Let’s start with the bottom line – U.S. retailers need to pay more for the jewelry they are selling, and don’t get that much more when selling it.The wholesale prices they are paying are rising at a higher rate than the retail prices they are charging. It’s a margin squeeze.  It’s a situation that diamond manufacturers know very well; they too are suffering from margin squeeze – paying more for rough diamonds and not getting that much more for the polished diamonds.

There are a few other similarities, high overhead costs, for example. A store in a prime location with good visibility and traffic costs money. Financing costs are not any easier either. The cost of doing business in either sector of the diamond pipeline – manufacturing and retailing – is high.

As gold and diamond prices increased almost wildly in 2011, wholesale prices soared to keep up with the cost of components. Retail prices followed, but at a slower rate, with retailers absorbing some of the price shockwaves.

Some will say that retailers, those with wider margins, can absorb the price fluctuations far more than the narrow low-single digit margin manufacturers. Perhaps, some might say, it is the role of retailers to bite the bullet, moderating prices to fit consumers’ palate.

However, as everyone in the industry knows, consumers are in many ways setting prices. This is a truth that retailers know so well – price points are sensitive and they want jewelry items that fit into specific price point “drawers.” If the price of a component rises, its share in the final product must be reduced. Higher gold prices have resulted in lighter jewelry. Rising diamond prices have pushed retailers to pick lower color or clarity goods.

When gold and diamond prices relaxed in 2012, wholesale prices declined with them as the graph above shows. However, retail prices were subdued at best – retailers continued to absorb rising wholesale prices. In fact, since October 2012, retail prices have been declining even though suppliers have continued to increase their prices.

The 21st Century curse

The point to note is that this is not a temporary situation. Since the turn of the current century, retailers have been paying more and are being paid less. Every year since the year 2000, wholesale prices have increased and in 10 of the 12 past years, retail prices have lagged behind. The two exceptions were in 2007 and 2008, the “Happy Years” of rising discretionary income before the Great Recession.

During that time, diamonds and gold just couldn’t catch up and retailers had a window of opportunity to increase margins. That window has closed.

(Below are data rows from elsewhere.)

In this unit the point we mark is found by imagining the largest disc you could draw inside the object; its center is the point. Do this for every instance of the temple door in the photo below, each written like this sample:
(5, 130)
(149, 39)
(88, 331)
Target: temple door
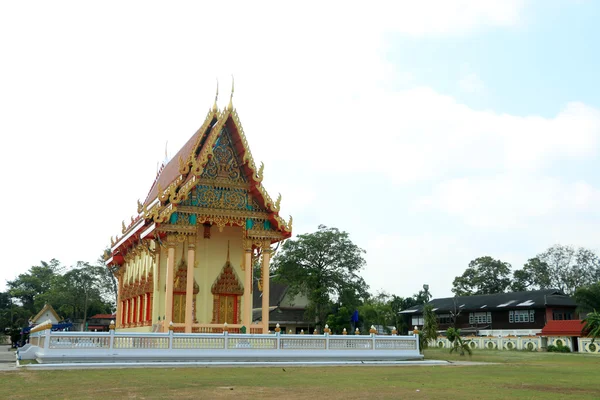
(179, 308)
(227, 294)
(228, 309)
(179, 289)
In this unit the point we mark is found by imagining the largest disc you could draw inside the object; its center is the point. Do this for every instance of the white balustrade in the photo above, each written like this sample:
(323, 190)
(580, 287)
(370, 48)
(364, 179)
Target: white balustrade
(90, 346)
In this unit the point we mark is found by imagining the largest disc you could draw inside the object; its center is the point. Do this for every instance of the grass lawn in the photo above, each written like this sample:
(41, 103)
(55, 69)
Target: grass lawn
(514, 374)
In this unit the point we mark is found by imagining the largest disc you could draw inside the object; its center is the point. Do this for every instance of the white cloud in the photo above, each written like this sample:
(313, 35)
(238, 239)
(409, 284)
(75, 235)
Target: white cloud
(511, 201)
(90, 95)
(449, 17)
(471, 83)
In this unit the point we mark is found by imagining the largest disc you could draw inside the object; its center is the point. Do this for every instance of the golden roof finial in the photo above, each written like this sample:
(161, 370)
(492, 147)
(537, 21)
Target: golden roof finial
(230, 106)
(215, 108)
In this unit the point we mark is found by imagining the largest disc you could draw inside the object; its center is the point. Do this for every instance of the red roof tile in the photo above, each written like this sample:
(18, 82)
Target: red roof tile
(104, 316)
(170, 172)
(563, 328)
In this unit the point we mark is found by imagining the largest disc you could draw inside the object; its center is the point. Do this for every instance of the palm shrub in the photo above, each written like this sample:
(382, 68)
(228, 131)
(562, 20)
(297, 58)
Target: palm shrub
(457, 344)
(592, 325)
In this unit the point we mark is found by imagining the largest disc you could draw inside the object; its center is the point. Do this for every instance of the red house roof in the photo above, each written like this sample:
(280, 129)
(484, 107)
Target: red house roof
(104, 316)
(563, 328)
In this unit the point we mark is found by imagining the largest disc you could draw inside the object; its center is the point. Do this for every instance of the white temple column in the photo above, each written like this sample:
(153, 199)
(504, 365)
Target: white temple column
(247, 301)
(169, 280)
(265, 275)
(189, 289)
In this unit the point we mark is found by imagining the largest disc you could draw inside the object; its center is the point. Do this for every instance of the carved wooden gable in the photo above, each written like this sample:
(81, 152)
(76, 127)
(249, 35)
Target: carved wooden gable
(225, 163)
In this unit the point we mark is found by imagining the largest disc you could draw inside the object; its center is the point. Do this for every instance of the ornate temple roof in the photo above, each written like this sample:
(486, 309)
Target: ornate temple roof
(183, 174)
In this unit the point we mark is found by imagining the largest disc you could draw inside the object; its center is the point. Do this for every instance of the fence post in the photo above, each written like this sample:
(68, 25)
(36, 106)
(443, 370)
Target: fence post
(47, 333)
(416, 336)
(372, 331)
(111, 328)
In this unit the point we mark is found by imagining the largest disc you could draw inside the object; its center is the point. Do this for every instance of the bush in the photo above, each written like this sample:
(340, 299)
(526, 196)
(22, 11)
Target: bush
(558, 349)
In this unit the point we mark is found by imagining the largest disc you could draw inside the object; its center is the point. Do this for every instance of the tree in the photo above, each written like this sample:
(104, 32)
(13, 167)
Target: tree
(534, 275)
(592, 325)
(107, 282)
(569, 269)
(26, 287)
(588, 297)
(483, 276)
(430, 325)
(322, 265)
(456, 342)
(377, 310)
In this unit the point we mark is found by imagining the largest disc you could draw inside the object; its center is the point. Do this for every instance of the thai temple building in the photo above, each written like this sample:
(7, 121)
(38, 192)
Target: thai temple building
(205, 225)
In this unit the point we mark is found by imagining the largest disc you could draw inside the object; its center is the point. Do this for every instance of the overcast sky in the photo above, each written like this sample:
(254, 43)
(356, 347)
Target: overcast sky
(434, 132)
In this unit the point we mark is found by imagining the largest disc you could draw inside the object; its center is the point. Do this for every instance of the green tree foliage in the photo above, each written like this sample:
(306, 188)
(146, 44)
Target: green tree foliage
(457, 344)
(591, 326)
(75, 293)
(484, 275)
(377, 311)
(534, 275)
(430, 325)
(26, 287)
(570, 268)
(588, 297)
(323, 265)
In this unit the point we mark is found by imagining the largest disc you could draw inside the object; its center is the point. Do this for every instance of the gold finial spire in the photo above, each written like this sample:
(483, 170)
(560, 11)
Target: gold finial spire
(230, 106)
(215, 108)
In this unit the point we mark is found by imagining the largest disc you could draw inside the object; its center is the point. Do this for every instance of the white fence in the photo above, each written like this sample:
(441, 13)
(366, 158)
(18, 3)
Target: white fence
(531, 343)
(52, 347)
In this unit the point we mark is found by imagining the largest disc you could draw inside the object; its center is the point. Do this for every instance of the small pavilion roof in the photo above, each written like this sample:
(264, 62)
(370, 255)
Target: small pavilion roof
(47, 307)
(563, 328)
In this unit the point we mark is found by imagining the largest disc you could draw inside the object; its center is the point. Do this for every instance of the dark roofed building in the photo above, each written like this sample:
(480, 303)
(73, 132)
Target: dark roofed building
(100, 322)
(285, 310)
(502, 314)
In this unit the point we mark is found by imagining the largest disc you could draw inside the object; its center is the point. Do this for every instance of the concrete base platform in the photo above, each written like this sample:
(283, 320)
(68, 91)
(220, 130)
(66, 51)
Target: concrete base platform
(229, 364)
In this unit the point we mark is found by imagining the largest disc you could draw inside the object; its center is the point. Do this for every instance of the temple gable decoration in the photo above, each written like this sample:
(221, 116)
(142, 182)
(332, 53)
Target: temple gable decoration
(227, 294)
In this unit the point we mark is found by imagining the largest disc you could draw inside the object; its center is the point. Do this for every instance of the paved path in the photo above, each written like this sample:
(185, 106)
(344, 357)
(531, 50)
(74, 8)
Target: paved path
(7, 359)
(213, 364)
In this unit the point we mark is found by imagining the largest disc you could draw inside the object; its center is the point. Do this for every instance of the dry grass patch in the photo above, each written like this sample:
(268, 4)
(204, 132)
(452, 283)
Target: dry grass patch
(515, 375)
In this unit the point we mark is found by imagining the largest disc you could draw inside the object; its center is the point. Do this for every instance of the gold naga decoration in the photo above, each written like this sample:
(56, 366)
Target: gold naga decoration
(278, 202)
(259, 175)
(230, 106)
(184, 167)
(175, 195)
(215, 108)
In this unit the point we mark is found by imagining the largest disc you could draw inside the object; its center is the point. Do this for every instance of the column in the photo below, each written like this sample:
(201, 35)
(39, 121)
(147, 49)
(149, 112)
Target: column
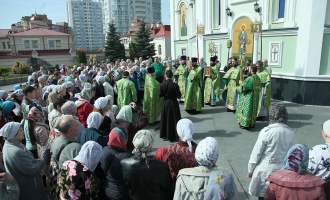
(289, 18)
(265, 14)
(310, 38)
(208, 18)
(255, 47)
(224, 17)
(174, 28)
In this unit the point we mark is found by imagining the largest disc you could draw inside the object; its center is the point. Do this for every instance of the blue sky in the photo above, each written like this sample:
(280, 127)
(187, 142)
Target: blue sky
(13, 10)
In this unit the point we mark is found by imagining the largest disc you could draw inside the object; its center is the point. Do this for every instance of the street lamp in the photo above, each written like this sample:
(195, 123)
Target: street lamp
(256, 7)
(228, 12)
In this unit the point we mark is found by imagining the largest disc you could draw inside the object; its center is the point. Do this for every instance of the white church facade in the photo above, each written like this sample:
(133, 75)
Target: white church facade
(294, 37)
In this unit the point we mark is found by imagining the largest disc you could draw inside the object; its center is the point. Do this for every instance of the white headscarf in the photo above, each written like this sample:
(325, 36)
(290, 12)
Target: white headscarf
(100, 80)
(87, 85)
(142, 142)
(101, 102)
(185, 129)
(90, 154)
(9, 130)
(207, 152)
(94, 120)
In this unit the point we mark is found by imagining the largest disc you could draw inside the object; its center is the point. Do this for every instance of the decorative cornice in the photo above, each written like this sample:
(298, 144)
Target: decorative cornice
(325, 78)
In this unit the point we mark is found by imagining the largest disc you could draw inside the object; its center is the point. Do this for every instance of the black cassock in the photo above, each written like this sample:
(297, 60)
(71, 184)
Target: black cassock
(171, 111)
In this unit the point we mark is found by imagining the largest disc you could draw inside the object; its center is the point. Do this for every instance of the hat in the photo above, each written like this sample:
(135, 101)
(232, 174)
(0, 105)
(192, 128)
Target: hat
(19, 92)
(151, 70)
(193, 59)
(212, 59)
(326, 128)
(16, 87)
(9, 130)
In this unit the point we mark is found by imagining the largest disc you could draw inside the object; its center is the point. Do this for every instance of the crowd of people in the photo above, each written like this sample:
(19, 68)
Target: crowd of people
(78, 133)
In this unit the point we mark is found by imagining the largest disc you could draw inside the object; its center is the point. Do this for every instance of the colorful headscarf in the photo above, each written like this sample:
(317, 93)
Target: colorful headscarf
(297, 159)
(86, 94)
(101, 102)
(117, 138)
(90, 154)
(35, 115)
(185, 129)
(94, 120)
(9, 130)
(7, 106)
(69, 108)
(207, 152)
(125, 114)
(142, 141)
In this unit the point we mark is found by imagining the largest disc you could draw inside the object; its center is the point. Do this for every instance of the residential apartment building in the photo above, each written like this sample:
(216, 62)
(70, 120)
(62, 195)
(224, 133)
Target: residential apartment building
(122, 12)
(85, 18)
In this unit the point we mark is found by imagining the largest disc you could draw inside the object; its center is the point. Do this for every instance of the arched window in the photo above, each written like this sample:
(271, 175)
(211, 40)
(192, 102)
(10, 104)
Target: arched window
(159, 49)
(279, 9)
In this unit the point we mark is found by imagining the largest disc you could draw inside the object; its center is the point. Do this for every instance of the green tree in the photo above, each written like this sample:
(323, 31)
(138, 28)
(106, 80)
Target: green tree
(113, 48)
(81, 56)
(133, 53)
(144, 48)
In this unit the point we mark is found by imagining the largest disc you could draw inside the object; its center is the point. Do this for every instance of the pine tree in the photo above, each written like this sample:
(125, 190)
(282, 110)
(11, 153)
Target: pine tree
(144, 48)
(133, 53)
(113, 48)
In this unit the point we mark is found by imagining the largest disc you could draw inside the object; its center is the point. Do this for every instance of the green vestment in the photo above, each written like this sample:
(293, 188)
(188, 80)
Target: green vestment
(126, 92)
(152, 104)
(247, 108)
(194, 92)
(212, 85)
(231, 79)
(264, 100)
(181, 78)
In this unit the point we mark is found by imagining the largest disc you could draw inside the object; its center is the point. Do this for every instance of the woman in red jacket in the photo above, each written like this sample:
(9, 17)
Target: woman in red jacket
(84, 108)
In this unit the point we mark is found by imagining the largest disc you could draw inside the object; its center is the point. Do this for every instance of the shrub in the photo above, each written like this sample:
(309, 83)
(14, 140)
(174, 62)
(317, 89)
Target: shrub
(4, 71)
(21, 68)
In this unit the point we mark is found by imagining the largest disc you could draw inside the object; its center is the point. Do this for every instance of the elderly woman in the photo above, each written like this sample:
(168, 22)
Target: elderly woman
(293, 181)
(21, 164)
(114, 185)
(76, 179)
(113, 109)
(98, 86)
(92, 133)
(146, 177)
(191, 182)
(102, 105)
(182, 154)
(39, 134)
(124, 121)
(269, 150)
(84, 108)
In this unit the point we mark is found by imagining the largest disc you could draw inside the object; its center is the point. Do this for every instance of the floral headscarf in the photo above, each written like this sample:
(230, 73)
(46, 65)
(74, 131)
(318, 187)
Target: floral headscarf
(185, 129)
(142, 141)
(125, 114)
(90, 154)
(207, 152)
(117, 138)
(69, 108)
(297, 159)
(86, 94)
(35, 115)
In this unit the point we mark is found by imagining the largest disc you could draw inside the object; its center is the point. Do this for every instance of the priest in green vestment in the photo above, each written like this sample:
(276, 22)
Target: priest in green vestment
(180, 76)
(231, 81)
(212, 84)
(264, 98)
(194, 93)
(249, 91)
(152, 104)
(126, 91)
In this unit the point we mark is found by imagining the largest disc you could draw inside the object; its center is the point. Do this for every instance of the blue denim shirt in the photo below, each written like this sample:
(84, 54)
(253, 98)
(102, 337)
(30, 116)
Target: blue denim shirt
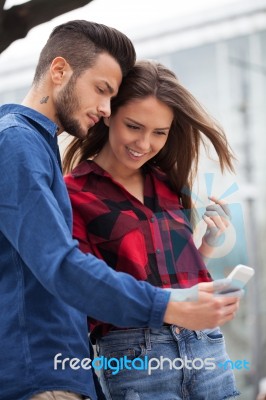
(47, 285)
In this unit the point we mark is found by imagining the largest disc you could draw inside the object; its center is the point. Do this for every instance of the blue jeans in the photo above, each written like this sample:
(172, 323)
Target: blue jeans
(145, 364)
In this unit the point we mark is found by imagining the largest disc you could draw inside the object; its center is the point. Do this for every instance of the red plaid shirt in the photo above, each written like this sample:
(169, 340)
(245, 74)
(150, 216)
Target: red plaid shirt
(151, 241)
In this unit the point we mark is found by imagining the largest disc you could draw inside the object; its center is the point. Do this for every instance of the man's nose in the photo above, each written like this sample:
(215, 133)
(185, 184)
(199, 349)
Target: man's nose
(104, 108)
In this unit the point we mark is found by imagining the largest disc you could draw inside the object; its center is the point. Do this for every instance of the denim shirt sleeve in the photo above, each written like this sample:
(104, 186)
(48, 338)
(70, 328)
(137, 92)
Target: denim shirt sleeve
(32, 221)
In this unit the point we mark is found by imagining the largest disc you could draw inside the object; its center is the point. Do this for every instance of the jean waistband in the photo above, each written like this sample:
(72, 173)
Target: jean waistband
(143, 335)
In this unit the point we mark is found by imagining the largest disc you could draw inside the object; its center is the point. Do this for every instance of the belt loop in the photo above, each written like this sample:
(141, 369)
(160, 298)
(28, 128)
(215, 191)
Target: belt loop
(147, 336)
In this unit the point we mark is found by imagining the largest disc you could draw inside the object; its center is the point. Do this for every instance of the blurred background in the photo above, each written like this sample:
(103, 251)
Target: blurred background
(218, 51)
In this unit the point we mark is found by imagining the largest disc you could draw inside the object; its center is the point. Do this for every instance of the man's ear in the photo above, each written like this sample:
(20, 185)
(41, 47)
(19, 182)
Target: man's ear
(106, 121)
(60, 70)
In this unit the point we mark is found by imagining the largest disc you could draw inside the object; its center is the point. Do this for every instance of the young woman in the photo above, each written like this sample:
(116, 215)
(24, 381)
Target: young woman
(132, 208)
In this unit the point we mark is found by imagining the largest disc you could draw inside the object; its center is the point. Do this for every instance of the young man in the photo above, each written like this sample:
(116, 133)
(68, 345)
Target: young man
(46, 282)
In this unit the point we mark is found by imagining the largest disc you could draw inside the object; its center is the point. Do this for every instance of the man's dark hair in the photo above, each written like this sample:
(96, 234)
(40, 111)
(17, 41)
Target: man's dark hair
(80, 42)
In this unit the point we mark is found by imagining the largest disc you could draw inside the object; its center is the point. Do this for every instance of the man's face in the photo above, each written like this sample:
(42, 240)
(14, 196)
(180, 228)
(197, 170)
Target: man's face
(81, 102)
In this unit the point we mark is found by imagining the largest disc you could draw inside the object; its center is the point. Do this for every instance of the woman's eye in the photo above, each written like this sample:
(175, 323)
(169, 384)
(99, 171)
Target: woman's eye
(161, 133)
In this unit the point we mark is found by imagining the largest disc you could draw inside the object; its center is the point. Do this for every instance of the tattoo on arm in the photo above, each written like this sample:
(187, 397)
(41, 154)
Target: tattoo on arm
(44, 100)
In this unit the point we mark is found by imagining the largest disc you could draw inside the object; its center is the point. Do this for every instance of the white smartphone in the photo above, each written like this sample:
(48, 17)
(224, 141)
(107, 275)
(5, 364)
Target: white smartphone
(240, 276)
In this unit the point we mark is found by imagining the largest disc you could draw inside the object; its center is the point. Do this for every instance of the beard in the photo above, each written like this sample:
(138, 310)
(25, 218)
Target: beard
(66, 104)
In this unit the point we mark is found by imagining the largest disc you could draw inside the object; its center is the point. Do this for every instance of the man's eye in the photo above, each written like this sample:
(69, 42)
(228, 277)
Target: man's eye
(132, 126)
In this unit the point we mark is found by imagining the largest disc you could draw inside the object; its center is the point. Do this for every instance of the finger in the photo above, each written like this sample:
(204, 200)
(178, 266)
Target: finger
(215, 286)
(218, 209)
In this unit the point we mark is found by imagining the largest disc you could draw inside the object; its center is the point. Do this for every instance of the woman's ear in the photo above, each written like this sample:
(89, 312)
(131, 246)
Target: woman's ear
(106, 121)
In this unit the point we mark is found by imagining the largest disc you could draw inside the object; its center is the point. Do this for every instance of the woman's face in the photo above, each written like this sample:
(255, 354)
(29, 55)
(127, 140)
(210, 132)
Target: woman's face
(138, 131)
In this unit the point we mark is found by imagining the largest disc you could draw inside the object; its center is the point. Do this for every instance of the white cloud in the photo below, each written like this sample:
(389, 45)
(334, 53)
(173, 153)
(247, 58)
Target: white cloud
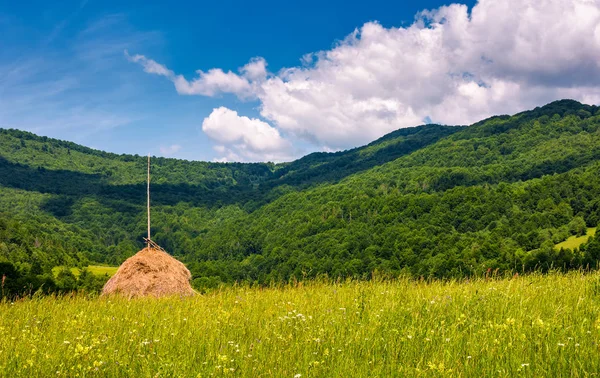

The dynamics of the past few years are glaringly clear. As Ken Gassman details in his analysis this week, jewelry suppliers’ wholesale prices were up by 1.3% year-over-year in February, while retail prices declined 0.9%. The trend is continuing.

Since the price of gold has softened (and diamond prices have remained largely unchanged) over the past six months, why are manufacturers still pushing up prices?

First, because they must try. This is a basic tenet of economic behavior; always try to increase your margins, either by saving on costs or by increasing income. But also because manufacturers, and this is very obvious among diamond polishers, have very little breathing room. With a profit margin of 3%-4% (the CEO of a very large Sightholder recently told me he would love to have those margins), they too need a window of opportunity.

A way out?

In such a scenario, no wonder that the entire diamond pipeline is praying for growing demand and a shrinking supply of diamonds. If this scenario materializes, margins will grow some. No one wants to hear about it not happening.

In practical terms, where everyone is already down to minimal costs and with hardly any more areas to cut further, the only two places where some relief may come is at the bookends – mining and retail. Diamond miners may decrease prices, but this is an unlikely scenario. De Beers is already shrinking and Anglo American wants to see a return on its $5.2 billion investment. Alrosa is priming itself for an IPO and needs to show nice returns to be attractive.

This means consumers must be persuaded to pay more for diamonds and this can only be done with branding and marketing, not by selling price points. The road to that goal seems long and rough, but what other means exist to generate decent returns?